Theoretical studies have led to the prediction that the maximal effect of a given respiratory muscle on airway opening pressure (Pao) is the product of muscle mass, the maximal active muscle tension per unit cross-sectional area, and the fractional change in muscle length per unit volume increase of the relaxed chest wall. It has previously been shown that the parasternal intercostals behave in agreement with this prediction (A. De Troyer, A. Legrand, and T. A. Wilson. J. Physiol. (Lond) 495: 239-246, 1996; A. Legrand, T. A. Wilson, and A. De Troyer. J. Appl. Physiol. 80: 2097-2101, 1996). In the present study, we have tested the prediction further by measuring the response to passive inflation and the pressure-generating ability of the sternomastoid and scalene muscles in eight anesthetized dogs.
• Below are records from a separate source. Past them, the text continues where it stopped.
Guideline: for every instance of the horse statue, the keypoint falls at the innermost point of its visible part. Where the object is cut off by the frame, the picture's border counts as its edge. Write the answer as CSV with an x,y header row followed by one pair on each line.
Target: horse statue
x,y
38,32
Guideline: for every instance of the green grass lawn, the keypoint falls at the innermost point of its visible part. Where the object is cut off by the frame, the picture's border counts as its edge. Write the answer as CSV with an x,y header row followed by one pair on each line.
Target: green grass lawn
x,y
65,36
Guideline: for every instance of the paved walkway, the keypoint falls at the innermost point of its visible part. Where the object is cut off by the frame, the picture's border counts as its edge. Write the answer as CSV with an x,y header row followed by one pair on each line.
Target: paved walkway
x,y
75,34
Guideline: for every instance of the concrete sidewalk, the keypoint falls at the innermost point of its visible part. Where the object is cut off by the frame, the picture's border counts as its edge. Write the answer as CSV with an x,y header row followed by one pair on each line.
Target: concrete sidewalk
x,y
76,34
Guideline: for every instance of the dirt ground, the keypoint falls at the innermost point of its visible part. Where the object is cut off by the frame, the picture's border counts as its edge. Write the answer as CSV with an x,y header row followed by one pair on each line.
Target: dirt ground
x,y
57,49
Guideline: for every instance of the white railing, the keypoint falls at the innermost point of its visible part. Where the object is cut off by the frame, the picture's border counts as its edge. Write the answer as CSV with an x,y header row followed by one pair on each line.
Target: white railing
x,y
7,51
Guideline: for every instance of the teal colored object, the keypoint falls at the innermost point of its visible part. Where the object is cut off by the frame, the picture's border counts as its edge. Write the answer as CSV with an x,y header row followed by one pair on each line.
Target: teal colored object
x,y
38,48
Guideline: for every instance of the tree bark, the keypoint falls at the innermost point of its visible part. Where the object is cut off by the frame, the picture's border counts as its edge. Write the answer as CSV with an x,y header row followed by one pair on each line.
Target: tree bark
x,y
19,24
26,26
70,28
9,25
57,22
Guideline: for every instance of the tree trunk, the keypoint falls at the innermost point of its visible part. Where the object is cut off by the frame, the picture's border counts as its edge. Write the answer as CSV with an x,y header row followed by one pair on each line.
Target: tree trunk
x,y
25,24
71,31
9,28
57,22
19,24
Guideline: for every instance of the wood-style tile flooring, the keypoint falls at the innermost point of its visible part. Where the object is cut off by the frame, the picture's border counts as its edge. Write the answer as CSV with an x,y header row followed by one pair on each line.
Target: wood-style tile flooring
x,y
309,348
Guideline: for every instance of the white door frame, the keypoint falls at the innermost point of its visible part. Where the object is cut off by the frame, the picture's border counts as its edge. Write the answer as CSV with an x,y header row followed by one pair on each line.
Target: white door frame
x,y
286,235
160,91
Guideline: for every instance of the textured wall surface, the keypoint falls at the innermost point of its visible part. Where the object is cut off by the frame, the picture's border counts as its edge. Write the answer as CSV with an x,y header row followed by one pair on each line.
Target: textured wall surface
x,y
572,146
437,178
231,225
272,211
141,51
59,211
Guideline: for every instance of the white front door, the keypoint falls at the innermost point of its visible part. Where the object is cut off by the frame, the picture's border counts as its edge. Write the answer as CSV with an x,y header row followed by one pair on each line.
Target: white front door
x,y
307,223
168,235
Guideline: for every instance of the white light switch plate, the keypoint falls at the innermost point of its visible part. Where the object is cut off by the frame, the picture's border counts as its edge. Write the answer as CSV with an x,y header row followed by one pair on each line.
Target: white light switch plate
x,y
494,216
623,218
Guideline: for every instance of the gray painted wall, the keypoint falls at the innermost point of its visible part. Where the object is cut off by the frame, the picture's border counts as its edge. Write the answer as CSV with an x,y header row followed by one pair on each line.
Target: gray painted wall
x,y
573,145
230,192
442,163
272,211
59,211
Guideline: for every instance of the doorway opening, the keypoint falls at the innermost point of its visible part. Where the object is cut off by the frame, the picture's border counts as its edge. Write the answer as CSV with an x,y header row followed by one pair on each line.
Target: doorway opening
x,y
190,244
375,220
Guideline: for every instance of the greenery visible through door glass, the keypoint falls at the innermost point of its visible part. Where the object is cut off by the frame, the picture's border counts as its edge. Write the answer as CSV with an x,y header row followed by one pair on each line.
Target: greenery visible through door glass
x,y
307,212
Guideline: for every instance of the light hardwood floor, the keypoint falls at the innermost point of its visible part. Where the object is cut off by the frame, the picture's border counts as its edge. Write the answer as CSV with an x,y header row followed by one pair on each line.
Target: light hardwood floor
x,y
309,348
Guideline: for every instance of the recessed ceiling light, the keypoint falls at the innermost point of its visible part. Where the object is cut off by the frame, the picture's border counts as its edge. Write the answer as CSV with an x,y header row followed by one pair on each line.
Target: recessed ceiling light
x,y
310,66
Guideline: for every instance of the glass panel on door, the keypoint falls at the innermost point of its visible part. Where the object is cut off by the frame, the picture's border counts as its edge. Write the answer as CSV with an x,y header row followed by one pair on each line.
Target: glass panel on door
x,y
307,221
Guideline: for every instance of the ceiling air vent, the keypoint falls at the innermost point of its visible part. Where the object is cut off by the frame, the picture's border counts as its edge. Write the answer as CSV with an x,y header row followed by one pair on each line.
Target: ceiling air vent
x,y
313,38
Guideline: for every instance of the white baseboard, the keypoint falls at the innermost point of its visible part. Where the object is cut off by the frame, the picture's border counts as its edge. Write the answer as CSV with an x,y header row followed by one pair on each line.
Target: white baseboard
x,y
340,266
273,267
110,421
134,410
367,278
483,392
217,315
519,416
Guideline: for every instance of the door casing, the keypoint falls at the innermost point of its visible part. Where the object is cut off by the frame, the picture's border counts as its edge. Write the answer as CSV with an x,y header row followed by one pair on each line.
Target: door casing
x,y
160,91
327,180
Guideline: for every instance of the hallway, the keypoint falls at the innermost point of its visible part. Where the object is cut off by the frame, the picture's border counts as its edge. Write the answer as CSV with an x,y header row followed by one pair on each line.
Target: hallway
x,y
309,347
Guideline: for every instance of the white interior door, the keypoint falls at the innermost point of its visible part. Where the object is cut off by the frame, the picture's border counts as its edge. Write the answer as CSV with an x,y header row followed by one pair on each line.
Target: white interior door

With 1-liter passive inflation, the sternomastoids and scalenes shortened by 2.03 +/- 0.17 and 5.98 +/- 0.43%, respectively, of their relaxation length (P < 0.001). During maximal stimulation, the two muscles caused similar falls in Pao. However, the sternomastoids had greater mass such that the change in Pao (delta Pao) per unit muscle mass was -0.19 +/- 0.02 cmH2O/g for the scalenes and only -0.07 +/- 0.01 cmH2O/g for the sternomastoids (P < 0.001). After extension of the neck, there was a reduction in both the muscle shortening during passive inflation and the fall in Pao during stimulation. The delta Pao per unit muscle mass was thus closely related to the change in length; the slope of the relationship was 3.1. These observations further support the concept that the fractional changes in length of the respiratory muscles during passive inflation can be used to predict their pressure-generating ability.